Tyseo : Oui, le negative SEO avec l’automatisation de tactiques néfastes peut nuire à la réputation d’une entreprise à moindre coût et avec des résultats convaincants. Exemple : Influer les suggestions de recherche, publier des avis négatifs sur GooglePlaces en utilisant les petites mains de https://www.mturk.com.

B.A. : Comment percevez vous le future du référencement dans des moteurs de plus en plus dans le « social search » ? Le Social Media Optimization remplacera t-il la SEO ?

Tyseo : Les moteurs de recherche sont vraisemblablement construits par empilement de couches successives. Les couches les plus profondes intègrent les notions de contenu et de liens et ces critères, très importants, ne sont pas remis en cause aujourd’hui. Ceci dit, il serait très dommage de ne pas utiliser les leviers du référencement social pour obtenir des bonus de positionnement. Pour avoir un linkgraph cohérent, il est donc nécessaire d’agir à la fois sur le SEO et le SMO pour éviter toute pénalité ultérieure.

B.A. : Bonus : Votre sentiment sur Google +1 : L’impact de Google +1 sera-t-il aussi grand qu’annoncé ?

Tyseo : Aucune idée. Google a déjà échoué avec Wave et Buzz mais son réseau social Google+ qui utilise Google +1 est a garder dans le viseur. L’impact peut être important si les utilisateurs décident d’utiliser massivement cet outil.

B.A. : D’autres observations ? Autre pistes à aborder ?

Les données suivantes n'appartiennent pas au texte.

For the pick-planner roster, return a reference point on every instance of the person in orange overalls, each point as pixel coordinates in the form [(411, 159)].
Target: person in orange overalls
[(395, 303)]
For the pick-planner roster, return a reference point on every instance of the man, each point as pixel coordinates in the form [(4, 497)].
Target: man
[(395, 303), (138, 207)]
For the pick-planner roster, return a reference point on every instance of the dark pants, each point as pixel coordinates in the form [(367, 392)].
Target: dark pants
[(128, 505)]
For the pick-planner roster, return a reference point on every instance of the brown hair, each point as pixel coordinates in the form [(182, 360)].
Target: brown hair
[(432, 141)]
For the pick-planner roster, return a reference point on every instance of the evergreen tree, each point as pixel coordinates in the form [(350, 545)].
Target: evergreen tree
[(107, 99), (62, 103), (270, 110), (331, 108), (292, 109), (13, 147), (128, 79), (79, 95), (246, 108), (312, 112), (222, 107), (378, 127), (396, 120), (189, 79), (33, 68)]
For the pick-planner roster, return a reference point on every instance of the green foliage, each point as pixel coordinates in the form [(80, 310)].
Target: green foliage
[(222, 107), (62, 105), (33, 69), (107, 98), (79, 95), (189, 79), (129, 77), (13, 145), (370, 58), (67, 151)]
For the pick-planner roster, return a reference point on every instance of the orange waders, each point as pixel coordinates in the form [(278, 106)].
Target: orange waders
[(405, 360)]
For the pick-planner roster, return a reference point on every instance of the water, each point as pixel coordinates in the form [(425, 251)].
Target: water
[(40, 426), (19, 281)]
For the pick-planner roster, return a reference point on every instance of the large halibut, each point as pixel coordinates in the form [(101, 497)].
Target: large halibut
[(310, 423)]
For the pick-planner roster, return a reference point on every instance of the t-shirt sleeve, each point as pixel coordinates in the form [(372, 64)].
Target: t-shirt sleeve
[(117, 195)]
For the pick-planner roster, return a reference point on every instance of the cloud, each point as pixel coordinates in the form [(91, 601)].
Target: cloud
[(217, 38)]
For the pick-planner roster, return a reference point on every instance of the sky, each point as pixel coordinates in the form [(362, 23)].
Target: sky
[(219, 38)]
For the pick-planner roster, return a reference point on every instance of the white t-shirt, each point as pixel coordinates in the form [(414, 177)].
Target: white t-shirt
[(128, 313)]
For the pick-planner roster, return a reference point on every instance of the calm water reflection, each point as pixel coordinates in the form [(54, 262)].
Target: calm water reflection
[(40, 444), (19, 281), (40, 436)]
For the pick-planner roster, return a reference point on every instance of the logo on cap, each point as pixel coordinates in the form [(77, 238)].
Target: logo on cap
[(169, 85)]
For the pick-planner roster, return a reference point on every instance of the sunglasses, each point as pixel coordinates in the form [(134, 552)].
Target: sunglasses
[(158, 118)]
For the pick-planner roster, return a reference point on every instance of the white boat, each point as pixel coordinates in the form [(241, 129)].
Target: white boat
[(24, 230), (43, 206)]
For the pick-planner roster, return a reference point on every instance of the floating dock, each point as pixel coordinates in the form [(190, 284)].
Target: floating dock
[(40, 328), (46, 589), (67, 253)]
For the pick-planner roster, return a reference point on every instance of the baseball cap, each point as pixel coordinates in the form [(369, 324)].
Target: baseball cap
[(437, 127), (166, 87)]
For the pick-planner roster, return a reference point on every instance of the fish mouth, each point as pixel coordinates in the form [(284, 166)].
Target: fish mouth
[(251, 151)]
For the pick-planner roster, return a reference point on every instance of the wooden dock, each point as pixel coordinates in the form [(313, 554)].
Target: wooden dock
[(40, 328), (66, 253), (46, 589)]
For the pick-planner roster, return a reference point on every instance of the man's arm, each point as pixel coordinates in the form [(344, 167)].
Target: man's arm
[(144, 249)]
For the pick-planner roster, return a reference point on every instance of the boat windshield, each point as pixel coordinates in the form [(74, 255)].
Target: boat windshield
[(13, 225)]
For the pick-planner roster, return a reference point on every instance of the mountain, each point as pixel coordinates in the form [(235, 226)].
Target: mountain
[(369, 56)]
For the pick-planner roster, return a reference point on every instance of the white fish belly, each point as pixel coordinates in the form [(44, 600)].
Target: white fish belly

Tyseo : Très dur en SEO de faire la part des choses entre les fondamentaux qui ont un impact important et les petites tactiques qui n’apportent pas grand chose pour l’instant mais qui vont peut-être révolutionner la recherche future. Pour essayer de généraliser, tous les systèmes qui représentent les vrais votes des internautes sont dignes d’intérêt. Dès qu’il est possible d’automatiser massivement la création de votes/liens avec ces outils, leur intérêt baisse fortement.